What Is the Continuity Equation?
The continuity equation describes the conservation of mass for an incompressible fluid flowing steadily through a pipe or duct. It states that the volumetric flow rate entering a section must equal the flow rate leaving it: \(A_1 v_1 = A_2 v_2\). When a pipe narrows, the fluid must speed up to carry the same volume; when it widens, the fluid slows down. This calculator solves for the downstream velocity \(v_2\) and the volumetric flow rate \(Q\).
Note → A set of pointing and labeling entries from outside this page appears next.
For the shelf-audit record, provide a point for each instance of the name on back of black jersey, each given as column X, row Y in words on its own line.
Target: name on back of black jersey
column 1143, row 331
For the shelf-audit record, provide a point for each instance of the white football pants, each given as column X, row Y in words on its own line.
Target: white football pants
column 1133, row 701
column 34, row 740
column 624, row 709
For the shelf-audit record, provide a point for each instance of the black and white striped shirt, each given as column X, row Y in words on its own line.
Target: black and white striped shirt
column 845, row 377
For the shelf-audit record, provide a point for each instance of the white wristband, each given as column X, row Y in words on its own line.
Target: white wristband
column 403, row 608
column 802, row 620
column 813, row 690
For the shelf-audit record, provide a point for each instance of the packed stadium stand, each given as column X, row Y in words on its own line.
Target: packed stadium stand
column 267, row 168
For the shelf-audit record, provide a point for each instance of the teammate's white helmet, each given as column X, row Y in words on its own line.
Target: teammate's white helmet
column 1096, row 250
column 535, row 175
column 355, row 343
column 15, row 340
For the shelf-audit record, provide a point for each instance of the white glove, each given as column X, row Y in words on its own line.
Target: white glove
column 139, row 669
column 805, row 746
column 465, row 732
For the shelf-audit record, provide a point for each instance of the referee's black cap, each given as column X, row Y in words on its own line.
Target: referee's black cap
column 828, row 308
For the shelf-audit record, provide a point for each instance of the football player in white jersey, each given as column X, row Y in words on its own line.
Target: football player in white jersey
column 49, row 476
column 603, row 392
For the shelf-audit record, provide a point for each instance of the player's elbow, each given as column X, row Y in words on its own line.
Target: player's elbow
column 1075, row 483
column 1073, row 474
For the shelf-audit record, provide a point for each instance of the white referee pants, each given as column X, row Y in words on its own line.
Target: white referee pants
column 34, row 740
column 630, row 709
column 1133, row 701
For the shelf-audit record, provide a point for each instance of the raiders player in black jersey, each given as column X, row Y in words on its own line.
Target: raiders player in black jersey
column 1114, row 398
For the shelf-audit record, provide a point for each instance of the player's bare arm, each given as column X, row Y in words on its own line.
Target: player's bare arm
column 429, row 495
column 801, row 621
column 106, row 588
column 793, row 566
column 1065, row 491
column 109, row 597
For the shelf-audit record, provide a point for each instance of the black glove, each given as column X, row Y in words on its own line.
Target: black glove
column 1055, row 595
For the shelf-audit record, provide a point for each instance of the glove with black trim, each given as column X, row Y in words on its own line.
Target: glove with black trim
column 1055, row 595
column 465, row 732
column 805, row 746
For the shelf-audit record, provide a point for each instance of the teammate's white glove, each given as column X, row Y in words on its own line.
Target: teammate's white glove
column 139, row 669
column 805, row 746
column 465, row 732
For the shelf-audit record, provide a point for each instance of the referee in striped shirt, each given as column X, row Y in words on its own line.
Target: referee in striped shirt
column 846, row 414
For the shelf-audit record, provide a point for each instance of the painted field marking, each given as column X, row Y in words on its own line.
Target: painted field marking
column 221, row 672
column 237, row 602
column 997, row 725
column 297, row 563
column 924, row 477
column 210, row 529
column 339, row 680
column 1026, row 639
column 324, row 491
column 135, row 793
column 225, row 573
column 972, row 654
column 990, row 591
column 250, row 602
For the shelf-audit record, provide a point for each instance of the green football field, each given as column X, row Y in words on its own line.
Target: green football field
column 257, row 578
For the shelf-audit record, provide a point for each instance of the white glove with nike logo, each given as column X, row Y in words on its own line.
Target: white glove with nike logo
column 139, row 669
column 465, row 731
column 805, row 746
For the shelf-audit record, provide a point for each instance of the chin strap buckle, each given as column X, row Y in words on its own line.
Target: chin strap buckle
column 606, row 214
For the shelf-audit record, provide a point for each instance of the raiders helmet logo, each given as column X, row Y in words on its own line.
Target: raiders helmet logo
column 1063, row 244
How to Use This Calculator
Enter the cross-sectional area at the first point (\(A_1\)) in square metres, the fluid velocity there (\(v_1\)) in metres per second, and the cross-sectional area at the second point (\(A_2\)). The tool computes the flow rate \(Q = A_1 \cdot v_1\) and the velocity at the second section $$v_2 = \frac{Q}{A_2}$$ All inputs use consistent SI units, so the result is in metres per second.
The Formula Explained
Starting from \(A_1 v_1 = A_2 v_2\), we first compute the volumetric flow rate \(Q = A_1 \cdot v_1\) (units \(\text{m}^3/\text{s}\)). Because mass is conserved and the fluid is incompressible, this same \(Q\) passes through section 2, so \(v_2 = Q / A_2\). A smaller \(A_2\) yields a larger \(v_2\), which explains why water speeds up at the nozzle of a hose.
Worked Example
Suppose \(A_1 = 0.05\ \text{m}^2\), \(v_1 = 4\ \text{m/s}\), and \(A_2 = 0.02\ \text{m}^2\). The flow rate is $$Q = 0.05 \times 4 = 0.2\ \text{m}^3/\text{s}$$ The downstream velocity is $$v_2 = \frac{0.2}{0.02} = 10\ \text{m/s}$$ As the pipe area shrinks to 40% of its original size, the velocity rises by 2.5×.
FAQ
Does this work for gases? The simple form \(A_1 v_1 = A_2 v_2\) assumes incompressible flow, which is a good approximation for liquids and low-speed gases. For high-speed compressible flow, density changes must be included.
What units should I use? Use consistent SI units: areas in \(\text{m}^2\) and velocities in \(\text{m/s}\), giving \(Q\) in \(\text{m}^3/\text{s}\). You can use any unit system as long as it is consistent.
Can I find \(A_2\) instead? This version solves for \(v_2\). To find an area, rearrange \(A_2 = A_1 v_1 / v_2\).